(Eye Vybe Records 2014)
Charlie Hebdo, Daevid Allen, Sharon Tandy, Kim Fowley, Christopher Lee, Charles Pasqua… Sans conteste, 2015 est une année pourrie et on a tous hâte qu’elle se termine avant que Dylan et McCartney ne finissent, eux aussi, par y laisser leur peau. Pourtant, dans nos cœurs de rockers, 2015 est encore douce, car nous savons qu’aucune année ne surpassera jamais 2014 dans le top 10 des années haïssables. 2014, soient 12 longs mois d’errance, de douleur et de déception, constamment entretenues par de méchants esprits. C’est un fait que toutes les années 2015 du monde ne parviendront à nous faire oublier : l’an passé, nous n’avons pas entendu Fun With Gum Vol.1, alors même (rendez-vous compte) que l’album était bouclé depuis l’été 2013, que deux extraits mirifiques avaient été sournoisement lâchés par Burger en septembre de la même année et que, tous les deux mois, on nous annonçait la sortie imminente de ce qui s’annonçait comme une Épiphanie Bubblegum vouée à sauver le monde. Nous avons souffert – bien sûr. Nous avons pleuré.
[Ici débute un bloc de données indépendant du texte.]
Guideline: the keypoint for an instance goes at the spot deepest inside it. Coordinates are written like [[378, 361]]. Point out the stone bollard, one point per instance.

Aussi, alors que se profilait la fin de cette année maudite des dieux, John Krautner, Christ des temps modernes probablement inquiet des conséquences sociales de pareille aberration historique (et peut-être aussi un peu lassé de n’avoir que des pin’s à vendre sur son stand de merch), offrit à son public exsangue une petite compensation : une split cassette de démos, partagée entre Krautner solo en face A et le groupe Feelings (mené par l’ami de longue date Dave Buick) en face B. Visiblement enregistrée dans des conditions frustes (quasi live, un son très, très lo-fi, des instrumentations minimales, un emballage fait maison) pendant le « deuxième weekend de novembre 2014 » et pressée à 100 exemplaires la semaine suivante, cette référence ne semble en effet pas avoir d’autres buts que celui de pallier un manque. En d’autres termes, rien de franchement essentiel pour quiconque n’est pas toqué de The GO. Pour autant, l’un des meilleurs singer-songwriters de la planète est impliqué dans l’affaire : cet EP n’est donc pas négligeable.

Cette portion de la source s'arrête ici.